Watch: George Michael's hilarious performance paves the way for hugely-popular Carpool Karaoke
FANS are flooding to re-watch George Micheal's performance on what was, unofficially, the first-ever Carpool Karaoke with James Corden.
The 'Carpool Karaoke' slot has proved to be hugely popular since Corden took over 'The Late Late Show' in the US in 2015, with guests including Michelle Obama and Adele taking part.
But Michael is credited with appearing in the first of James Corden's carpool karaoke features, for Comic Relief in 2011, long before the British comedian and television presenter took the idea across the Atlantic.
The short sequence saw the pair duetting on What! hit I'm Your Man, with Michael making a pun about homophobia.
In June, Corden spoke about the beginnings of Carpool Karaoke on Howard Stern’s SiriusXM radio show.
Corden said that first clip with George Michael paved the way for the now-popular segment.
“We couldn’t put our finger on why is this so joyful? There’s a joy in here. We couldn’t really work out why,” Corden said.
Following the shock news that Michael had passed away on Christmas Day, Corden tweeted: "I’ve loved George Michael for as long as I can remember. He was an absolute inspiration. Always ahead of his time."
His appearance on Carpool Karaoke was just one of a number of high-profile cameos he made on television over the years.
His self-deprecating and playful nature were common features of his cameos - notably when he turned down the sexual advances of a female character in the Catherine Tate Show 2007 Christmas special with: "Do you not read the papers, love?"
He appeared as himself in another BBC comedy, Ricky Gervais' Extras in 2007, in which spent time on a park bench enquiring about "action" and paparazzi, the script also referencing several tabloid newspaper scandals linked to the pop star.

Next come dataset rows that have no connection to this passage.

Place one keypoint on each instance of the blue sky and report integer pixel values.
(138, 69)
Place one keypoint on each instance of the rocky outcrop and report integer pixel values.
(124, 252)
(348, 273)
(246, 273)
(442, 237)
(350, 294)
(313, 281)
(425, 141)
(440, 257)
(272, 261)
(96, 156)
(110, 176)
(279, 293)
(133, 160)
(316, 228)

And he also gave his time for a Comic Relief sketch in 2009 when he met the Little Britain characters Lou and Andy. He was the butt of the joke when Matt Lucas' wheelchair-bound character said that his music was "emotionally vapid" - and that he preferred Tony Hadley, frontman with 1980s pop group Spandau Ballet.
Michael was also a frequent reference point for EastEnders character Heather Trott, whose dedication to the singer was such that she named her son after him.